Except known inoculation method, the present invention also can be used for DNA inoculation.In this method, the DNA of the suitable carrier proteins of coding is introduced in the cell of organism.In these cells, directly express the carrier proteins containing epitope.In inoculation animal, raw cell directly expresses carrier proteins of the present invention, and this allows continuous agitation humoral and cellular immune response response within the period extended.By introduce in zooblast coding want the DNA of carrier proteins to construct body can to complete direct expression.These construct body usually containing the transcriptional control element that promoter element and other guide carrier proteins to express.DNA can be introduced by any known method and construct body, comprise direct injection.Preferred administration site is muscle tissue.Different from Standard immunoassays scheme, this direct expression by vaccine a single injection location once or once more than.After injection, vaccine intersperses among in lymphoid organ, in these lymphoid organs, single immunne response occurs.
Example
There is provided following instance to provide further guidance to one of ordinary skill in the art, and and should not be construed as and limit the present invention by any way.

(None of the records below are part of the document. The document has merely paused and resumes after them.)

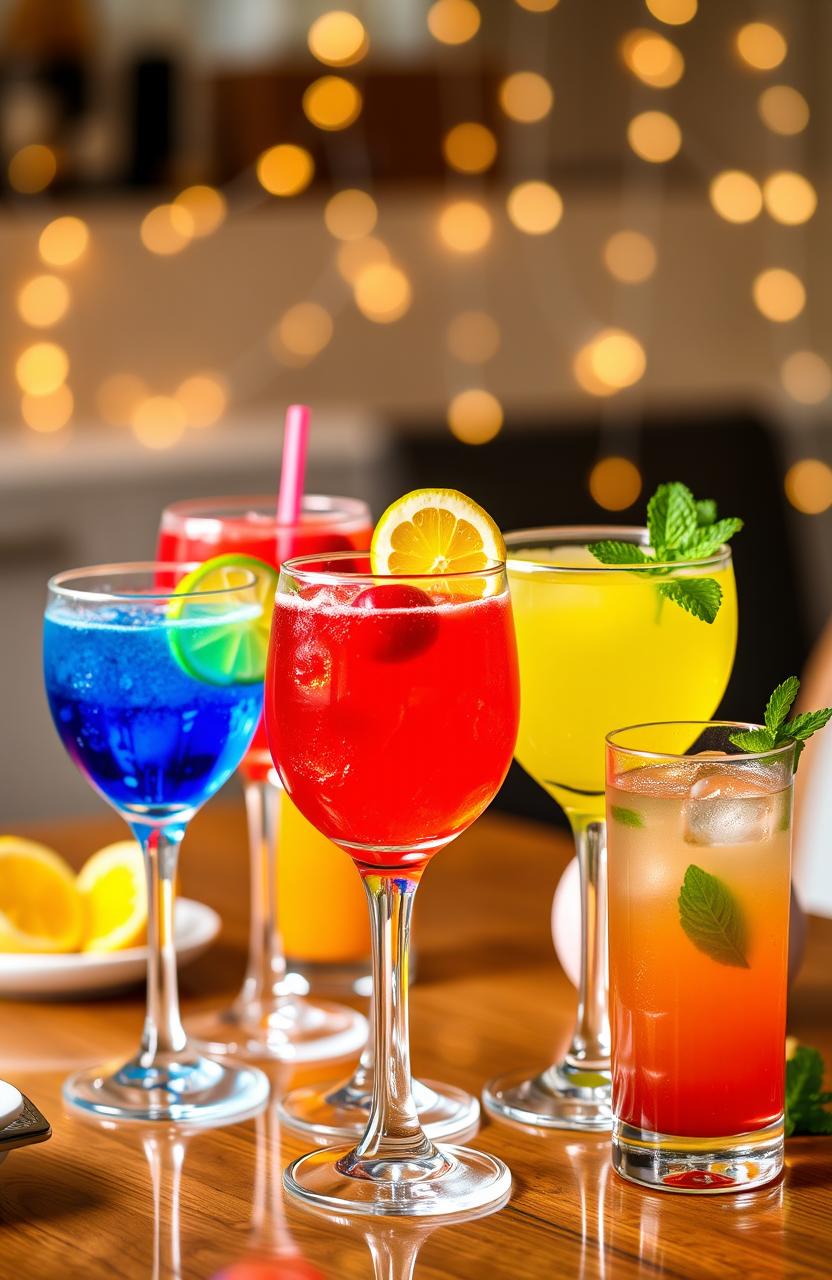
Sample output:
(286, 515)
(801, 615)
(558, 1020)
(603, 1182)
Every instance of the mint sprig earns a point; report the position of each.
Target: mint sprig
(681, 528)
(805, 1097)
(712, 918)
(777, 730)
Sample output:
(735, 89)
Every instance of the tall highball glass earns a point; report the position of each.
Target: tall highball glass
(598, 647)
(392, 713)
(147, 702)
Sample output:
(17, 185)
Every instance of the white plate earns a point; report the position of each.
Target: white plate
(195, 928)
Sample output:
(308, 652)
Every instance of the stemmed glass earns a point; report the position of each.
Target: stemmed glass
(268, 1019)
(392, 712)
(599, 647)
(147, 702)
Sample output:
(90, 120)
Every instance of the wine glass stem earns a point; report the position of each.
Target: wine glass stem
(164, 1034)
(393, 1128)
(265, 976)
(590, 1038)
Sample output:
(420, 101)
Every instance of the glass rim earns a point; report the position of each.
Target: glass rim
(135, 568)
(728, 758)
(581, 534)
(295, 567)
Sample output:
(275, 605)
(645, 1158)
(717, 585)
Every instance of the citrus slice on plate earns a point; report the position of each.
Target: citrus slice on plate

Example 1: construct carrier molecule and carrier proteins
This example is for constructing for the carrier proteins expression vector at protokaryon and eukaryotic expression.
Fig. 1 shows that engineering science changes the schematic diagram of recombinant carrier molecule LicKM and recLicB.Letter " l " represents ring texture, and A represents the upstream region (structural domain) of ring texture and C represents the downstream area (structural domain) of ring texture.In order to produce LicKM, splitting in ring differentiation and assembling the gene of encoding mature Lic B as shown in the figure.Monospecific polyclonal site is produced in engineering science change process.The part B of Fig. 1 is shown through modifying gene (LicKM) sequence.

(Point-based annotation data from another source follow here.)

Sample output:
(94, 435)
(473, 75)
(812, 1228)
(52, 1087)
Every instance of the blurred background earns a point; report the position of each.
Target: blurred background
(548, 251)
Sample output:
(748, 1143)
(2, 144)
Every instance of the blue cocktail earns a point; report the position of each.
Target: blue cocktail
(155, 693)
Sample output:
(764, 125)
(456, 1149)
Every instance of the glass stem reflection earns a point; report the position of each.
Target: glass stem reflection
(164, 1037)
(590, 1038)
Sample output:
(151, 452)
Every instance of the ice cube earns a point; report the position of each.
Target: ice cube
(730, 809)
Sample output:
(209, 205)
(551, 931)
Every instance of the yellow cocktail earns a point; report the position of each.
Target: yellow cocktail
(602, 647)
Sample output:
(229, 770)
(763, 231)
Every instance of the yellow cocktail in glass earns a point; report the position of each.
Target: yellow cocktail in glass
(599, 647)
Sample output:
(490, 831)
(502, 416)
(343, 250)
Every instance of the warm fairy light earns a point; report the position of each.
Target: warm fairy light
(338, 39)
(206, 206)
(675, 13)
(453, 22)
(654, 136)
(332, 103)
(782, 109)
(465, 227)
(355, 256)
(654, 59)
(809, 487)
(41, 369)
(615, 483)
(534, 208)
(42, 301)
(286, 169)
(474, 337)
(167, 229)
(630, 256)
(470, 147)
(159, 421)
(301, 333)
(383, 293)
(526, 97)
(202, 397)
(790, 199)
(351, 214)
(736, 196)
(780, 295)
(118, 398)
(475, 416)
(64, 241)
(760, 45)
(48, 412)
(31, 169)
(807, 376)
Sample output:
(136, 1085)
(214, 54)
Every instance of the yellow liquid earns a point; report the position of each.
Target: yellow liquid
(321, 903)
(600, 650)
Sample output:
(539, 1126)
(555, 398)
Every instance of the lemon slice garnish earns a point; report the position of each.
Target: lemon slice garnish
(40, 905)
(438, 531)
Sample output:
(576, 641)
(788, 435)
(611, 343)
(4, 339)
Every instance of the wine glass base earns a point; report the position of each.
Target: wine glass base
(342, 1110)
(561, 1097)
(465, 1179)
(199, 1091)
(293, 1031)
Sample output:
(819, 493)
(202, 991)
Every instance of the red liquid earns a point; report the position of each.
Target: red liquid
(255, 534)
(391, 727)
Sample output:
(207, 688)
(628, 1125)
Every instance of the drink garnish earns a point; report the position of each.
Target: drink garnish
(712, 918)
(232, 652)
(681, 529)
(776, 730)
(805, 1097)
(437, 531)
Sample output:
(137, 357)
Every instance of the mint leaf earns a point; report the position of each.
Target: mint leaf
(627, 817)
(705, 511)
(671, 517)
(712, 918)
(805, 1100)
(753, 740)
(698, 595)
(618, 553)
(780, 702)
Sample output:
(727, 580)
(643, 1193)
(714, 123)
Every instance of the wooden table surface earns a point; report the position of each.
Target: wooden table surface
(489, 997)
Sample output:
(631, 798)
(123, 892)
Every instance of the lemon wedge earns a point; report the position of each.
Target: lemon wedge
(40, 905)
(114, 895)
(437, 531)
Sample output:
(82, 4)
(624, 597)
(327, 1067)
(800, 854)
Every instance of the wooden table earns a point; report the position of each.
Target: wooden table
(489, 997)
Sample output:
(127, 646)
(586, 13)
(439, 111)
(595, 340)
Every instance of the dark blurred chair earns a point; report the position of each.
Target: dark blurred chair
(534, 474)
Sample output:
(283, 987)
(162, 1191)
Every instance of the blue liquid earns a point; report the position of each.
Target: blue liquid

LicKM is produced in 2 step PCR clones.5 are used with 3' primer, lic 1 B gene to be increased into 2 fragments, called after A (the lie 1 B gene of 159 Nucleotide, 364 to 522) and C (the lie 1 B gene of 486 Nucleotide, 523 to 1009).In final clone, Segment A is cloned into the downstream of fragment C, retains the composition of Original amino.
Below used Auele Specific Primer:
Fragment C:
5' primer: 5'gga tcc ATG GGC GGT TCA TAT CCG TAT-3'(SEQ ID NO:10)
3' primer: 5'g cag aga TCT ATA TTC CCT GTC AAG GGT-3'(SEQ ID NO:11)
Segment A:
5' primer: 5'aga tcc ATG GTG GTA AAT ACG CCT TTT-3'(SEQ ID NO:12)
3' primer: 5'g cac aga TCT ACC GTT AGG ATA GTA TTT TAC-3'(SEQ ID NO:13)
Fig. 1 C displaying constructs rec LicB schematic diagram from wild-type LicB.
Example 2: use recLic B cloning and expressing GFP
As shown in Figure 2, symbolically recLic B is divided into 3 regions; L is ring texture.This ring texture upstream region (structural domain) is expressed as A and the downstream of ring texture is expressed as C.In order to use recLic B as carrier molecule, in the ring district of described gene, introduce monospecific polyclonal site (BamHI and and Bgll).The gene clone of GFP (green fluorescent protein) will be encoded in the ring district of recLic B to obtain recLic B-GFP (Fig. 2).Use intestinal bacteria (Esherichiacoli) and express recombinant protein (Fig. 3) with yeast two kinds of expression body systems.Target polypeptides not only can insert by shown in this embodiment by the insertion ring texture of target polypeptides, and N or C of target polypeptides and carrier proteins can be made to hold merge.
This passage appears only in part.